Feed and straw price increasing
Bobby is glad to see prices going up for both straw and grain at present.
“It’s good to see the market improving for feed barley.There are reports of a harvest price of €155/t for feed barley. Prices have strengthened in the last couple of weeks; let’s hope the upward trend continues. At present, merchants are actively pursuing grain for this harvest.
“Straw prices will remain strong for 2018, in my opinion. €15-16/bale (4X4 round bale) ex-field will probably be the norm. One thing to keep an eye out for is the UK straw market. It was unexpectedly strong in 2017 which helped to boost prices here post-harvest.”
Representing the tillage sector
Bobby feels that there are a lot of issues which are not being addressed in the tillage sector.
The distilling industry in Ireland is booming at the minute. The Irish Whiskey Act allows whiskey to be made from a raw material which doesn’t have to be Irish.
“I have to question what we call Irish these days. If I grew malting barley and exported it to a distillery abroad to make whiskey, which would be more Irish? The whiskey made here or the exported grain? Champagne is called champagne because of the region it is from in France.
Bobby thinks that the IGGG is needed as a group to represent tillage farmers.
“There is a whole array of issues that need to be addressed in the tillage sector and we’re not being represented strongly enough, if at all, at times.
“I don’t want to be represented by the IFA anymore as a tillage farmer. There are plenty of decent people in the IFA. My uncle John took part in the famous march to Dublin 50 odd years ago, but we [now] need a specialist tillage group to represent growers. It’s time for it.

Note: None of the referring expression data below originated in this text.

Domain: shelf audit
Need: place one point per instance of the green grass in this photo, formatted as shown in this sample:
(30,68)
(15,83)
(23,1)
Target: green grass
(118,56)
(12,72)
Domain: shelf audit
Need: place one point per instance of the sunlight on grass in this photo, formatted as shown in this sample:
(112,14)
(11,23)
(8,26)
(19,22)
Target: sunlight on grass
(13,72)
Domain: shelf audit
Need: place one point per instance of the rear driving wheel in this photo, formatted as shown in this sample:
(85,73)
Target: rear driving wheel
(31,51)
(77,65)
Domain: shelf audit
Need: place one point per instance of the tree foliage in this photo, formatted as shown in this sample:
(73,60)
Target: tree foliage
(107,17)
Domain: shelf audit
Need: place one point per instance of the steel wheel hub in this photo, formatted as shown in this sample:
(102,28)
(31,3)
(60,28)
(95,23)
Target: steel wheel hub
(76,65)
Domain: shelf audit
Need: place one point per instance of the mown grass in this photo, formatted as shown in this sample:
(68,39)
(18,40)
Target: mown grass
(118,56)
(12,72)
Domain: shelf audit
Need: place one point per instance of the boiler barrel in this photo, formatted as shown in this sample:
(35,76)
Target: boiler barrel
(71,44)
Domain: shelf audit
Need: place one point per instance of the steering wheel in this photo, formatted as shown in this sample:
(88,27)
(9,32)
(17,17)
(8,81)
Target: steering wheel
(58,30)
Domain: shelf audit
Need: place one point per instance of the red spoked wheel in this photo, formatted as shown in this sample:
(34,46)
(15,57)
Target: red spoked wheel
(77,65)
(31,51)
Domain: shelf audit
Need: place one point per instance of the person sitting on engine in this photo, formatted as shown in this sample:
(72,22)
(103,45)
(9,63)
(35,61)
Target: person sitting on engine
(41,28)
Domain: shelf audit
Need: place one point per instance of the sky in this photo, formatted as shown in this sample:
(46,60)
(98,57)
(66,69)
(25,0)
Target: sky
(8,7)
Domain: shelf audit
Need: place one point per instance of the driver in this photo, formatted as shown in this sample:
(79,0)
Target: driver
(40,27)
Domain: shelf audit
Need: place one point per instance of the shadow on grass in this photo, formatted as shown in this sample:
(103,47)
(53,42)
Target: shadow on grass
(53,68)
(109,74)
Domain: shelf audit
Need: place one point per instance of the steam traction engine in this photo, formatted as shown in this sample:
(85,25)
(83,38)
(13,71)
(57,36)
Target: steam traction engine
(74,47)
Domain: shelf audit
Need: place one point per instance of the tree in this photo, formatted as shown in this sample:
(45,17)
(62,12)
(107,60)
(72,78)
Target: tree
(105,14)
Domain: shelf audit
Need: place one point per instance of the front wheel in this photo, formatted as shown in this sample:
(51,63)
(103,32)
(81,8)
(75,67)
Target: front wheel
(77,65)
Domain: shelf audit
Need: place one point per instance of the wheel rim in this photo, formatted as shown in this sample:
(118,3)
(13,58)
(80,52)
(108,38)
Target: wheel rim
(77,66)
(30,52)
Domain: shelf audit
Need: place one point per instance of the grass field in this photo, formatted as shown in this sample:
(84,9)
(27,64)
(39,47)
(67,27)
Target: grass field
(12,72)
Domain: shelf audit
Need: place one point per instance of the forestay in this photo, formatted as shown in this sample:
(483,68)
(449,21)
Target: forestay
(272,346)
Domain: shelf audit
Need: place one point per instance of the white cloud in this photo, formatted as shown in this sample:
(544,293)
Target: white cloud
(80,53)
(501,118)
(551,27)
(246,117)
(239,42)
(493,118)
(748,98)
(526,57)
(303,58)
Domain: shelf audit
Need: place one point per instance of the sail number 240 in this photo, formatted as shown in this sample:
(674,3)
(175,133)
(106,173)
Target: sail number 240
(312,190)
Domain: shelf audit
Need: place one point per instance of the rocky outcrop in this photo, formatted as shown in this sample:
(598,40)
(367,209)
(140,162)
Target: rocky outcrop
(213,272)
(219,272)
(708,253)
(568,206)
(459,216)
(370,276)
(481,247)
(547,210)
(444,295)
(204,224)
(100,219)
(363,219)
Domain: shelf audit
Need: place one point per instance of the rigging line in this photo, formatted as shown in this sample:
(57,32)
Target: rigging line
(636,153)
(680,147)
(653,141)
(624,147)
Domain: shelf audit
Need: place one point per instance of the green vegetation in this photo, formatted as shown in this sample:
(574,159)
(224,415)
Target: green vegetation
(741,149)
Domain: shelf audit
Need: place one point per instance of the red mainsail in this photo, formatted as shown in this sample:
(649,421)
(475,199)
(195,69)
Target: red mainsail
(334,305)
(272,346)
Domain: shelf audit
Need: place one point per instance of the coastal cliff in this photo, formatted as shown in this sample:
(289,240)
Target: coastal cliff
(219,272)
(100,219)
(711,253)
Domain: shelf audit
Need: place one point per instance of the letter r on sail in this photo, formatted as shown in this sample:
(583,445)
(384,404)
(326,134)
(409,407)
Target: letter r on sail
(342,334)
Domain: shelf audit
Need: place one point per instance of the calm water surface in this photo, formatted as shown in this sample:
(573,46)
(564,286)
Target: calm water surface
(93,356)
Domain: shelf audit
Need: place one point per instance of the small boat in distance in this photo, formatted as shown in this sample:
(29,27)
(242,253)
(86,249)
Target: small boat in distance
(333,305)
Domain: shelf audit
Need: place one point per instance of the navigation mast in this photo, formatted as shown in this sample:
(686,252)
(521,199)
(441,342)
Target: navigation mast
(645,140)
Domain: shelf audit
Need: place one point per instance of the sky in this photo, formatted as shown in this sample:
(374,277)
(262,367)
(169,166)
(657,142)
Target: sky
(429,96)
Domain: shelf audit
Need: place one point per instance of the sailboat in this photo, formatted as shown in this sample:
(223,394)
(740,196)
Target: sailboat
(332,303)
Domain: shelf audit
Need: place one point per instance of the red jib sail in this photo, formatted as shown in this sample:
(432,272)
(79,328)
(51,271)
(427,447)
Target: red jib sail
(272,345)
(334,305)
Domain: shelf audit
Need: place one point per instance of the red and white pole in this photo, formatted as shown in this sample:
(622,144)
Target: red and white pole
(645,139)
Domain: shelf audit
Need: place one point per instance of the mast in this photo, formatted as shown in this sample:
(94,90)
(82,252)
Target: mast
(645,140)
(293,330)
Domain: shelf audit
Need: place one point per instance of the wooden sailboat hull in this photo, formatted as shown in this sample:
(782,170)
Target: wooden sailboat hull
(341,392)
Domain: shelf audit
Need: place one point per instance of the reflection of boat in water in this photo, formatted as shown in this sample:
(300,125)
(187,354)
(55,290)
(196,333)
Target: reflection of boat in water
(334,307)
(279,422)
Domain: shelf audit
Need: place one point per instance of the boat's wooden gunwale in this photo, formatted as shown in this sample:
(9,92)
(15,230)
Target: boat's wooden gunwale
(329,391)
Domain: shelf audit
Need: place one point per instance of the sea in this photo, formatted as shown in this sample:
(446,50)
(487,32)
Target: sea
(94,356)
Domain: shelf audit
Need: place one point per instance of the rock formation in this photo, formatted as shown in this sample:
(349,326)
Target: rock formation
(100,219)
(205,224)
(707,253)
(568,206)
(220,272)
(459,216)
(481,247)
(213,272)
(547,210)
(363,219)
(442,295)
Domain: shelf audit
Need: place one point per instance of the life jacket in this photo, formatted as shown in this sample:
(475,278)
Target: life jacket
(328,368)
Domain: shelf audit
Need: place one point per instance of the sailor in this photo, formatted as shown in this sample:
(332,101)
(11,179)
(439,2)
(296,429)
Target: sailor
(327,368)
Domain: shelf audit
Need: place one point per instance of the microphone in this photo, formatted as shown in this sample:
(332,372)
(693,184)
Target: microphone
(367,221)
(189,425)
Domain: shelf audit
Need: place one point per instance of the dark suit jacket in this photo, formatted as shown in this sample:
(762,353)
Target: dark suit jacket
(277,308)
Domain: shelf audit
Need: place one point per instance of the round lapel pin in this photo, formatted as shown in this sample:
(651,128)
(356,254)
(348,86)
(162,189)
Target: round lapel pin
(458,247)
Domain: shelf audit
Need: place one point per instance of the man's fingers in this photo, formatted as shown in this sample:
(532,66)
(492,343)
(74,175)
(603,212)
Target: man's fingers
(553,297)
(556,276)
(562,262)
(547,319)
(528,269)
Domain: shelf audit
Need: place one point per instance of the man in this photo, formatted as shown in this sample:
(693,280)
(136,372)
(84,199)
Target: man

“The face of farming has changed in Ireland. We’re not being represented equally across the board now. Young farmers are finding it very difficult to enter into the business. This must be addressed.
“It makes no sense to see basic payments going to inactive farmers. The Basic Payment Scheme money should, in some way, be directed more towards the active farmer.”
The IGGG has been doing quite a bit of lobbying in the past number of months. The environmental benefits of tillage and the opportunity to increase exports and create jobs were all highlighted.
“We met the Joint Oireachtas Committee on Agriculture a few weeks ago to speak about the positive impact of the tillage sector on the environment. The members of the committee were pleasantly surprised by what we told them. No other body was highlighting the tillage sector at the hearing.
“CAP reform is up for discussion and the tillage sector should be promoted, but it’s just being swept under the carpet. It has a great role to play in carbon sequestration, as a solution to climate change and in promoting biodiversity.
If we tripled the acreage under malting barley we’d outperform the dairy sector as regards exports.
“That’s one reason alone to invest in the tillage sector. That would also bring high-value jobs to other sectors, apart from farming.”
The IGGG wants to see Irish grain promoted and total Irish rations used in animal feed in this country.
If we promote the use of totally Irish grain rations, it would be a strong marketing tool for new premium export markets; especially in the face of the challenge which is Brexit.
“The debate about GM (genetically modified) is increasing and people are far more aware of where their food is coming from. Why are we allowed to feed people and livestock with GM products yet we as Irish farmers are not allowed to grow GM crops?”
The group’s main aim is to create a sustainable future in farming for the tillage sector.
“Tillage farmer incomes are poor of late. This, I believe, should not be the case. We are being fed the line that world market prices are low and we must suffer as a consequence.
We as tillage farmers must change our mindset and change the minds of those who have influence.
“Our goal as tillage farmers is to give ourselves a sustainable future and we must question what crops we grow. We must market our high-quality produce in a better way and insist that bodies, like Bord Bia, do the same. We should be looking at how we can add value to what we grow,” he concluded.